Anumber of tools arose to help programmers deal with those text files. Popular among them was grep, which allowed users to find substrings in a file, sed, which allowed users to replace substrings in files, and ed, which allowed users to edit files one line at a time. A lot of the operations were too complex to be described by positional definition (e.g., change the 20th through 24th character), and so regular expressions were born.

The language of Regular Expressions is largely mathematical. The full syntax itself can be daunting, but it's incredibly powerful in its ability to describe very complex substrings and variations. The good news is that the basic syntax is actually easy to master and offers a significant tool to developers. Using Regular Expressions, you can match, capture, replace, and split substrings, all using the same syntax notation and a few lines of code.

One problem with Regular Expressions is that there are several implementations, some of which use small variants on the syntax. But practically all implementations support the same syntactic elements, even if the actual character representations are slightly different.

Putting Regular Expressions to work
Regular Expressions are powerful, but what can you do with them? Within the .NET Framework, you can use Regular Expressions in validation controls to quickly and easily validate text input. For example, you can validate that the user entered a valid zip code, vehicle license plate number, social security number, and so on.
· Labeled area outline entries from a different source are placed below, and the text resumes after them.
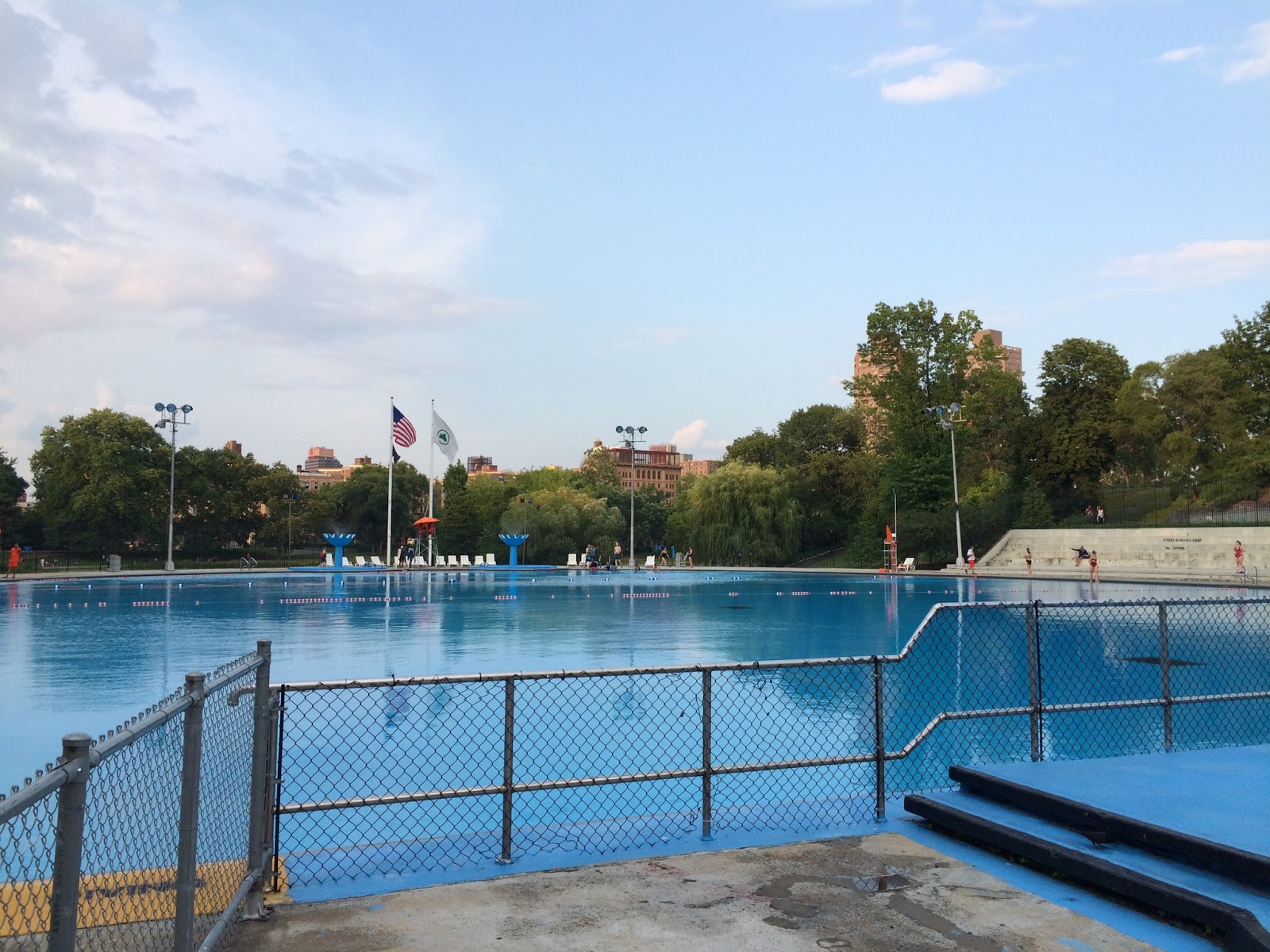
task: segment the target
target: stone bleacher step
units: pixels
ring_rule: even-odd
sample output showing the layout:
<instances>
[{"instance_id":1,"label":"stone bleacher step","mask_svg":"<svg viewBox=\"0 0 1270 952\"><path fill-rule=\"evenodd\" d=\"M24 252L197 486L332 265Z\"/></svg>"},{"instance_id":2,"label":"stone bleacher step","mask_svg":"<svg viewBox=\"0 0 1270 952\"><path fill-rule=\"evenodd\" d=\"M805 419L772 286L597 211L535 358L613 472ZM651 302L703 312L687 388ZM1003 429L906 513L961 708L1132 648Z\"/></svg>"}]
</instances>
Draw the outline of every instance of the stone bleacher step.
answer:
<instances>
[{"instance_id":1,"label":"stone bleacher step","mask_svg":"<svg viewBox=\"0 0 1270 952\"><path fill-rule=\"evenodd\" d=\"M1270 952L1270 894L1181 858L1072 830L964 791L904 797L904 809L965 839L1220 932L1232 952Z\"/></svg>"}]
</instances>

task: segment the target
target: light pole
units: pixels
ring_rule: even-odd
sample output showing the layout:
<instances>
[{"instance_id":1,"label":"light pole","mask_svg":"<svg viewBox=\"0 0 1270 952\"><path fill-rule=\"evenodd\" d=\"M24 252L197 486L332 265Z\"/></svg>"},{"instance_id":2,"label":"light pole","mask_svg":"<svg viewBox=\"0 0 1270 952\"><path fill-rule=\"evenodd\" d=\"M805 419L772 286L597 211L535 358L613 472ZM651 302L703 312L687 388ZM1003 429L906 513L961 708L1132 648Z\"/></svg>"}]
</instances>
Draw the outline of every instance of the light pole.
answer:
<instances>
[{"instance_id":1,"label":"light pole","mask_svg":"<svg viewBox=\"0 0 1270 952\"><path fill-rule=\"evenodd\" d=\"M933 416L935 421L949 432L952 442L952 515L956 519L956 564L965 565L965 552L961 550L961 500L956 491L956 424L966 423L961 419L961 404L949 404L947 406L927 406L922 410L926 416Z\"/></svg>"},{"instance_id":2,"label":"light pole","mask_svg":"<svg viewBox=\"0 0 1270 952\"><path fill-rule=\"evenodd\" d=\"M171 523L177 512L177 426L184 426L189 423L185 418L194 411L194 407L189 404L184 406L155 404L155 410L163 414L163 419L155 424L155 429L161 430L164 426L171 426L171 466L168 470L168 561L164 562L164 570L173 571L177 567L171 561ZM180 414L179 420L177 419L178 413Z\"/></svg>"},{"instance_id":3,"label":"light pole","mask_svg":"<svg viewBox=\"0 0 1270 952\"><path fill-rule=\"evenodd\" d=\"M635 444L644 443L644 434L648 433L648 426L618 426L617 432L625 434L622 440L630 449L631 454L631 548L627 555L631 557L631 569L635 567ZM635 434L639 434L636 437Z\"/></svg>"}]
</instances>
RegEx is also useful for matching and extracting substrings out of a bigger string or file contents. For instance, you could write a Regular Expression to extract every URL from an HTML file or every e-mail from an SMTP standard mail header.

Finally, you can use RegEx to transform one string into another using the replacement constructs. For example, you could take a comma-delimited (CSV) file and invert the order of the input fields to result in a new output file.

Basic Regular Expressions
Let's start by picking up some basic Regular Expressions syntax you can use in your toolset.

Literal Strings and Anchors
The basis of any string expression is the literal matching of any one character or set of characters. With the exception of special syntax elements, RegEx assumes that an expression of the form john will match the literal substring john. In addition, RegEx offers two position-based constructs (called anchors). The special character ^ signifies the beginning of a line, while $ signifies the end of a line. For example, ^foo will match an occurrence of foo at the beginning of a line. In the same fashion, ^this is a line$ will match this is a line only if it exists as a whole line of text, from beginning to end.

Character escapes
You'll often need to match some common special characters within an expression. RegEx supports most of the same character escapes as the rest of your code. These include

In addition, you can escape any special character within RegEx. You can always match special characters in an expression by escaping them with a backslash. For example, \^ will match a literal carat (^) and \$ will match a literal dollar sign ($).

Character classes
RegEx enables you to designate certain types or of characters as a class. The simplest character class is represented by the period (.), and it designates any character in the string. This is our generic reusable character and comes in very handy in writing expressions.

RegEx also offers a way to designate other special character classes. For example, you can use \w to designate any word character, generally considered the alpha characters (a-z and A-Z), the numeric characters (0-9), and an underscore (_). The \d sequence specifies any numeric character in the range of zero through nine (0-9). You can use \s to designate any white-space character, including spaces, tabs, and new lines.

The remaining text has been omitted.